Nonpharmacologic interventions that are part of Bonner’s clinical practice and ongoing research program include:

  • Providing a home-based, computerized cognitive training program for children that employs visually appealing, video game-like exercises to target core cognitive skills. The program combines cognitive neuroscience with computer game design and personal support.
  • Maximizing patients’ individual education plans to ensure they receive speech, physical, and occupational therapy, as well as specific academic interventions in their school setting.
  • Teaching educators about the potential impact of illness and treatment on children’s ability to focus in school, so that cognitive problems aren’t misinterpreted as behavioral issues.
  • Establishing a standard of care in partnership with providers at Duke’s specialty clinics that includes neuropsychological assessments pre- and post-treatment and educating clinicians on the importance of addressing cognitive functioning as part of patients’ comprehensive treatment plans.

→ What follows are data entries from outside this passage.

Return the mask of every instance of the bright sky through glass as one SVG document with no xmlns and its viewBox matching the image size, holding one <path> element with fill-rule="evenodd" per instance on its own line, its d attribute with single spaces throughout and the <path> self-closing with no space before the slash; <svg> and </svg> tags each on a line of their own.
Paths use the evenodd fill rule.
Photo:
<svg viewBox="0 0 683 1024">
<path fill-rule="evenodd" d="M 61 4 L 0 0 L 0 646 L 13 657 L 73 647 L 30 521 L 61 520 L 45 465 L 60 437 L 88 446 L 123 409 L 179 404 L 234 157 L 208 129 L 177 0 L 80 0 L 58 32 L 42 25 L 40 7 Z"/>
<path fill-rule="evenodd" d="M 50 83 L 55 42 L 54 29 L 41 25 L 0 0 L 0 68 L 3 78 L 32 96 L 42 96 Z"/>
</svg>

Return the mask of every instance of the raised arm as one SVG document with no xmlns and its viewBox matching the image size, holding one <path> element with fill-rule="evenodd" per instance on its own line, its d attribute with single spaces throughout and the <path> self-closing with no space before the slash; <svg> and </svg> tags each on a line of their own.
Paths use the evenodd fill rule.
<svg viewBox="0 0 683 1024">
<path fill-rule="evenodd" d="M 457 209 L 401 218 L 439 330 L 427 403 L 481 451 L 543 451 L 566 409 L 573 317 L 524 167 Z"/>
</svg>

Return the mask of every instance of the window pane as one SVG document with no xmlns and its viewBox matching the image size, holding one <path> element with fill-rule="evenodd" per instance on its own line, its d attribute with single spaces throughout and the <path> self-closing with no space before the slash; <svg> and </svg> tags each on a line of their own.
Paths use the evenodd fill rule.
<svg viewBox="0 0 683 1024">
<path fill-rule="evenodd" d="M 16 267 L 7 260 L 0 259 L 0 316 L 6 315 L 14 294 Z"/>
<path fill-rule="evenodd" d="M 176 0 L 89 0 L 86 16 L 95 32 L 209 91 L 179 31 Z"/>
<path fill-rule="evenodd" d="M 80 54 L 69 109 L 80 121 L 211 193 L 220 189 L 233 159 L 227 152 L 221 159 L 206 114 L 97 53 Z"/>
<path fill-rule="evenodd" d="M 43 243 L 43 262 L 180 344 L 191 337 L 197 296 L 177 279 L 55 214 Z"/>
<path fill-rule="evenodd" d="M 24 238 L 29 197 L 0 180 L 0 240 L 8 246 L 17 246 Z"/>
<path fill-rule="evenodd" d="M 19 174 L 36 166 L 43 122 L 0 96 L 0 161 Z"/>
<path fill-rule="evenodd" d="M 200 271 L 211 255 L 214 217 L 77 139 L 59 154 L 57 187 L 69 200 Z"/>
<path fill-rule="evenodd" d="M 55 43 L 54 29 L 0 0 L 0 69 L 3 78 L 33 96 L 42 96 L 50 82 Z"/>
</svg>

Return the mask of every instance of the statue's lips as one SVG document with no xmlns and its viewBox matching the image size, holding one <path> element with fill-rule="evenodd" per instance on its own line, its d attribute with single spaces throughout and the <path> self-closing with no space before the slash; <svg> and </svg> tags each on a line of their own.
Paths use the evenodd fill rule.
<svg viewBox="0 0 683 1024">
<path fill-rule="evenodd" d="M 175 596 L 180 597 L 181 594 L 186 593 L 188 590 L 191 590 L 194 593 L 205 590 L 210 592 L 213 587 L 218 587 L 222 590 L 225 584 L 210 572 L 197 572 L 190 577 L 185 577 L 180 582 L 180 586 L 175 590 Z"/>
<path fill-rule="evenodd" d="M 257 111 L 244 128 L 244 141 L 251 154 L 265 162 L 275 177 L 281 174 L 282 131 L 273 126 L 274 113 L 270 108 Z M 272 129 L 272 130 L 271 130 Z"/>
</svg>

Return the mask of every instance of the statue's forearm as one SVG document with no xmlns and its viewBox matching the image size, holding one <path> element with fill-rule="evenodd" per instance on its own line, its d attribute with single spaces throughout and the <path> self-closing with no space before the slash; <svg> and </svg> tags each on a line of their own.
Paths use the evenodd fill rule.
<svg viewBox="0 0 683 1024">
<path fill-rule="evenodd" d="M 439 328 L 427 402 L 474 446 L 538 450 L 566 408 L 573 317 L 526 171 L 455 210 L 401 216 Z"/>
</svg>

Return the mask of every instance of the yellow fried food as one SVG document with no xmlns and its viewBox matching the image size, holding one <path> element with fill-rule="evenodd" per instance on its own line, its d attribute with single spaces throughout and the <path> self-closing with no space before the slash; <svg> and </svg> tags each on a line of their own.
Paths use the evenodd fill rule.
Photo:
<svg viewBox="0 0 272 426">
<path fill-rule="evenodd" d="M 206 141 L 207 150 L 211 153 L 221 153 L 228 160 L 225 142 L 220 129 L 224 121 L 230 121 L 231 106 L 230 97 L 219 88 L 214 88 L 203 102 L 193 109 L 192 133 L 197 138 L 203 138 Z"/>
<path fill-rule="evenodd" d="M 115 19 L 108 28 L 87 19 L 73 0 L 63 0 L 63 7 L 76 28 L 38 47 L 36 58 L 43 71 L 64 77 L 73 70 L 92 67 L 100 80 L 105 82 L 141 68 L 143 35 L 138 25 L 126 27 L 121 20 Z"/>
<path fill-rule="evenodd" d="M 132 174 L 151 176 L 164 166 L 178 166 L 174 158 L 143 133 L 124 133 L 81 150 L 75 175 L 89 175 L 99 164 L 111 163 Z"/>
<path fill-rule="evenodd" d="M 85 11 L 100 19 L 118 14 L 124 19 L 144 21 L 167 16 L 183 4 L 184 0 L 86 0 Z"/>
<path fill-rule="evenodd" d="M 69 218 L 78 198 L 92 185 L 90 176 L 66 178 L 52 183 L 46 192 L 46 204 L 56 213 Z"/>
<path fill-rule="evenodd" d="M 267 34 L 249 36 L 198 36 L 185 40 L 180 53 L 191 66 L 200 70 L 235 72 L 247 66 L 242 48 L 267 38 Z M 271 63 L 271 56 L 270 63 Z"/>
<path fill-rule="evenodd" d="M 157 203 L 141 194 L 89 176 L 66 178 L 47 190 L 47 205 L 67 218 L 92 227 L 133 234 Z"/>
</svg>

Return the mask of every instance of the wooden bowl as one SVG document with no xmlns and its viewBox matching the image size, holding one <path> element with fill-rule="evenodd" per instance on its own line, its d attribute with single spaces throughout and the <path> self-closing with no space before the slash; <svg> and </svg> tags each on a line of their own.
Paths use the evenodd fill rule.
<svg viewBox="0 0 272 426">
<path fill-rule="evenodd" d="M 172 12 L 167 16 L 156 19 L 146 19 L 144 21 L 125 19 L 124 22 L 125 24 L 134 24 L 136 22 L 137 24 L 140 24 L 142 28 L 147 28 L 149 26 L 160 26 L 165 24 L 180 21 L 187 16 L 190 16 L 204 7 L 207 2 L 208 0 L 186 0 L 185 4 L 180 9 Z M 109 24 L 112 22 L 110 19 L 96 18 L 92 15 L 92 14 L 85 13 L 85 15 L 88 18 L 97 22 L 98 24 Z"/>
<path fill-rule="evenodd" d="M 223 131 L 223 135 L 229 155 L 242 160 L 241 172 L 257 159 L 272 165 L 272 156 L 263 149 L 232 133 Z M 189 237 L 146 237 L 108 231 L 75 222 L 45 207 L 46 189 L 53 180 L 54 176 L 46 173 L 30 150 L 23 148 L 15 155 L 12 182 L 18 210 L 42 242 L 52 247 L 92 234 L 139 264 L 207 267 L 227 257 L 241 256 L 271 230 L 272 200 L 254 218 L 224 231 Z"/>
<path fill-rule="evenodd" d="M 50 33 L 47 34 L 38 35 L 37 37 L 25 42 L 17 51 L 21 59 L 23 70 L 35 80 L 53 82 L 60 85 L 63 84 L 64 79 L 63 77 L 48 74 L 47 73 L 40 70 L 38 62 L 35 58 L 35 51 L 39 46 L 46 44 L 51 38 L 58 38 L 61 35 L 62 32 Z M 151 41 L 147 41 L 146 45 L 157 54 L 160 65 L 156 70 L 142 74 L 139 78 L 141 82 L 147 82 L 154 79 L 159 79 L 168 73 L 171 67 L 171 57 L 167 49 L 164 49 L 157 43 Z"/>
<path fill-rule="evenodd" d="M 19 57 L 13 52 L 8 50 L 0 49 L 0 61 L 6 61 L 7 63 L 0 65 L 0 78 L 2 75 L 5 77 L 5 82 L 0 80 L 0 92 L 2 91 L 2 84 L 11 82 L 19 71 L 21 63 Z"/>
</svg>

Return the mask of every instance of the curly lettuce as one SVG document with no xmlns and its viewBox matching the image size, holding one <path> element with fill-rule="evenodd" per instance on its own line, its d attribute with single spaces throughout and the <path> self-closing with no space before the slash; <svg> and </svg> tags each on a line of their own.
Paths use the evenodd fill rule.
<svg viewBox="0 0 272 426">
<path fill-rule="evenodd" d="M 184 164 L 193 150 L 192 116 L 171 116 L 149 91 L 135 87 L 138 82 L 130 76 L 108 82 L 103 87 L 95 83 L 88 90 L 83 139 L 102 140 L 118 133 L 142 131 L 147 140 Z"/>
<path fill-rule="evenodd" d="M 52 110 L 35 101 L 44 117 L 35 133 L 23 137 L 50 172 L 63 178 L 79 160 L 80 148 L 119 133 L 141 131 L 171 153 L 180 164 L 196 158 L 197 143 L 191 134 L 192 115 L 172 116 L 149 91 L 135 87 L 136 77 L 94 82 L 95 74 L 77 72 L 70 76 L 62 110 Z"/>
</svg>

In studying the effectiveness of interventions on neurocognitive functioning, Bonner and colleagues first learned that medications used to treat ADHD were effective for managing some cognitive deficits, but many families didn’t want to add more medications to their children’s existing regimen. “That’s what spurred us to look at nonpharmacologic interventions,” she says.

The most common cognitive side effects of treatments involving radiation, chemotherapy, and medications are deficits in attention, concentration, processing speed, and working memory—all of which are critical for learning. “Almost all of our patients who have undergone treatment for cancer, brain tumors, or sickle cell disease have encountered some impact on their academic functioning, and because children spend so much time in school, this is a real problem for them and their families that needs to be addressed,” says Bonner.

Additional studies currently planned or underway include: evaluating the feasibility of implementing cognitive interventions in the school and clinic settings; assessing the availability of disability services in higher education settings so that patients continue to have resources if/when they pursue college; evaluating resources needed for young adult patients who transition care from a pediatric to adult program; and evaluating the financial impact of cognitive and psychosocial interventions on patients.

“We’re at a point in healthcare where we’re thinking not only about primary outcomes—whether we can treat the disease—but we’re also asking how we can help children have a good quality of life in the context of their treatment.”